Thank you for your letter outlining your concerns regarding BC Hydro’s recent filing for an injunction to remove the protest camp at the Site C dam worksite, and about the project itself.
I appreciate that the David Suzuki Foundation continues to hold the view that the Site C project should not be under construction, however your characterization of BC Hydro’s approach to First Nations and landowners is not accurate. BC Hydro respects the right of all individuals and groups to express their opinions about Site C in a safe and lawful manner. In fact, we have established a safe protest area near one of the gate entrances. The protest at the site of the Rocky Mountain Fort was taking place within an active construction zone and it was unsafe for all individuals involved to be in proximity to clearing activities. This left us with no other option but to pursue an injunction order, which has now been granted.
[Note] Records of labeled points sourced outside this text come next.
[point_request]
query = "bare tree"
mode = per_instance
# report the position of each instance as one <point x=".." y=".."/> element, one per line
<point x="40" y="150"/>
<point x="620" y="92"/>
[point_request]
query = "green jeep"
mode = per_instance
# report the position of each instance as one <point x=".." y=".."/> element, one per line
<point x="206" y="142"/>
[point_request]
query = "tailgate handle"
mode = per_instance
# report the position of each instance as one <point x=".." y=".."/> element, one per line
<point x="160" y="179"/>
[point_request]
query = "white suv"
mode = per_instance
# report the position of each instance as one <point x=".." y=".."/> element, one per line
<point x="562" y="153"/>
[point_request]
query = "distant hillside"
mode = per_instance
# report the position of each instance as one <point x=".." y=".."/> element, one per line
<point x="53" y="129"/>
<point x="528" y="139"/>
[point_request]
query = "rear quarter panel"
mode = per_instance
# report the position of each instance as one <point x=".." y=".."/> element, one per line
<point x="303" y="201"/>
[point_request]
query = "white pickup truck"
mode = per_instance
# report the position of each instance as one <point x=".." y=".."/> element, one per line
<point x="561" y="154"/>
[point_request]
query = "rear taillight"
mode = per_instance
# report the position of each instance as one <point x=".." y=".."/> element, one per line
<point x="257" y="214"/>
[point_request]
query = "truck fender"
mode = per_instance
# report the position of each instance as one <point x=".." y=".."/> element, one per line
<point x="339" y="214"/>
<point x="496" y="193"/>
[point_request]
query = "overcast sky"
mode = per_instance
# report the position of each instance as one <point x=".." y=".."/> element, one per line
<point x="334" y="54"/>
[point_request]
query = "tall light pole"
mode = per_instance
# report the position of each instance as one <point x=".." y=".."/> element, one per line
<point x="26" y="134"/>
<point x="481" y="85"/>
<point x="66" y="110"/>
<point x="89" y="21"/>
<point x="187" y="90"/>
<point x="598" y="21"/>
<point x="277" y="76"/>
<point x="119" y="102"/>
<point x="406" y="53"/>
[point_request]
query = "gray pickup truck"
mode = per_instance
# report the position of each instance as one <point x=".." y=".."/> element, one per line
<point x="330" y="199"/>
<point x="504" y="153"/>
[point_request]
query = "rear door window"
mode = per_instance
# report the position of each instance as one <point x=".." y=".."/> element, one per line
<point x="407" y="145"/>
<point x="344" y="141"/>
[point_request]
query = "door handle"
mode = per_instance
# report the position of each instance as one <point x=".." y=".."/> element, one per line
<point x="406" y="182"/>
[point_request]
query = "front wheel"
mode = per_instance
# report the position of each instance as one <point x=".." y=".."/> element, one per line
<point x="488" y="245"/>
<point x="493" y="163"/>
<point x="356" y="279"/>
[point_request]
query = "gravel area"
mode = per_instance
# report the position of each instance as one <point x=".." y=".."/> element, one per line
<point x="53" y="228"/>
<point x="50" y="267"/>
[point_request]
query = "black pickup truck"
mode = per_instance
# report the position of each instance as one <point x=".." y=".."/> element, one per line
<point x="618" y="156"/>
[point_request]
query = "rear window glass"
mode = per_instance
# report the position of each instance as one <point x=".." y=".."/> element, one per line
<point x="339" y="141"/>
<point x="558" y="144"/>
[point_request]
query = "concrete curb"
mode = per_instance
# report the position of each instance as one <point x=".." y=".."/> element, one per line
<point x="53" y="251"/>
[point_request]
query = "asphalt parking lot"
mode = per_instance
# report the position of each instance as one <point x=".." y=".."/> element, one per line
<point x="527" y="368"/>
We treat our responsibility to build strong and trusting relationships with local First Nations with the utmost concern, and discussions with local First Nations are therefore carried out in a manner that respects First Nations governance, occurring privately and through the elected Chief and Council. To the best of our knowledge, none of the local First Nations supported this protest. Instead, it involved a small group of dedicated opponents of the project with participation from some individual First Nations members.
As a participant in the independent Joint Review Panel process, the David Suzuki Foundation will be aware that many diverse views were heard regarding the project from the public and stakeholder groups during the three-year federal-provincial environmental assessment process, including two months of public hearings. In its final report, the independent Panel recognized the importance of Site C when they stated: “Site C, after an initial burst of expenditure, would lock in low rates for many decades, and would produce fewer greenhouse gas emissions per unit of energy than any source save nuclear.” The independent Panel also concluded that “Site C would be the least expensive of the alternatives and its cost advantages would increase with the passing decades as inflation makes other alternatives more costly.”
Site C is an important renewable energy resource in a system that is already almost 98% renewable and clean. Our load forecasts project significant growth in electricity demand over the next 20 years due to population growth and expanding demand in our industrial, commercial and residential customer groups. The project is being constructed to meet the electricity needs of British Columbia, beginning in 2024 and carrying on for generations.
Thank you again for taking the time to express your concerns to us.
I’m deeply disappointed with BC Hydro's heavy-handed tactics in dealing with Treaty 8 community members and their supporters, who had been camped at the historical Rocky Mountain Fort in the Peace Valley for weeks. I'm told efforts had been made to broker a discussion between people at the camp and you before Hydro sought a court injunction to remove them.
Throughout the regulatory process and consultation with affected First Nations, BC Hydro has never been able to make the case that power from the Site C dam is needed or that the project is worth the enormous cost to Indigenous lands and livelihoods, not to mention prime farmland and wildlife habitat.
Peer-reviewed research by the David Suzuki Foundation found that nearly two-thirds of the Peace region has already been devastated by human land use, from fracking to logging to mining, as well as earlier major hydro developments on the Peace River. The Joint Review Panel concluded that the cumulative impacts of this development are massive, and the negative consequences for First Nations and their treaty rights cannot be mitigated.
With Treaty 8 First Nations still in court, these issues remain unresolved. And yet BC Hydro has chosen to steamroll forward, in the absence of proper due diligence and without social license to proceed. Expert after expert has concluded that halting development on the dam to allow these court cases to conclude will not come at a cost to BC Hydro but will in fact save money for Hydro's customers.
I urge you to use common sense and halt work on the Site C dam and sit down with First Nations. The days of running roughshod over First Nations and local communities must end.